India on Wednesday scrapped its rice import duty as the government took emergency measures to increase food stocks after the worst drought in more than 30 years cut agricultural output.
India is the world’s second-largest producer and consumer of rice after China and has seldom made big purchases of rice on international markets. This year, however, it has been forced to turn to greater imports after one of the worst monsoons since 1972 and flooding damaged the domestic crop in northern India.
Asia’s third largest economy is also confronted by rising food prices and in the past months has put curbs on the export of agricultural commodities.
To ease the purchase of rice on international markets, the Central Board of Customs and Excise said it was lifting the 70 per cent tax for a year in view of the deteriorated weather conditions.
The US Department of Agriculture this week forecast a 15m to 17m tonne decline in India's rice output for 2009-10 from a record 2008-09 production of 99.2m tonnes. India is expected to consume about 90m tonnes this year.
Indian rice exporters said that the country would seek to import about 2m tonnes of rice in the coming months to build up stocks.
Rice importers in countries from the Philippines to Iran and South Africa have been watching the market for fear that India’s poor monsoon could push prices higher.
New Delhi estimates that Indian farmers have planted rice in 30.2m hectares, down 17.5 per cent from last year. With top-producing states such as Uttar Pradesh hit hardest, the monsoon crop could fall as much as 20-25 per cent, analysts said.
The drop in India’s output means that global demand will outpace supply for the first time since 2006, according to the US Department of Agriculture. It estimates the world’s supply at 433.5m tonnes, down 3 per cent from last year, and consumption of 438m, up 1.7 per cent.
The Indian government has assured consumers that it has enough food stocks to feed the country’s population for a year. Other countries, including China and Thailand, also have large stocks after two years of bumper crops, and cheap wheat will encourage a shift to other cereals.
But the Indian government is becoming increasingly worried about rising inflation, in part stemming from higher food prices.

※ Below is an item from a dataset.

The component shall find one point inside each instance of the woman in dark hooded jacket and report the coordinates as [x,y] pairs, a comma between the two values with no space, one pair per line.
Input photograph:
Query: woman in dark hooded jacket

“There are clear signs of rising inflation stemming largely from the supply side, particularly from food prices,” said Duvvuri Subbarao, the governor of the Reserve Bank of India. “Private consumption demand is yet to pick up. Agricultural production is expected to decline.”
Rice is Asia’s staple and governments are wary after export restrictions last year from India and Vietnam triggered panic buying, pushing prices to a record high above $1,000 per tonne. Prices have fallen since but benchmarks remain at about $520 a tonne, double the pre-crisis levels in 2007.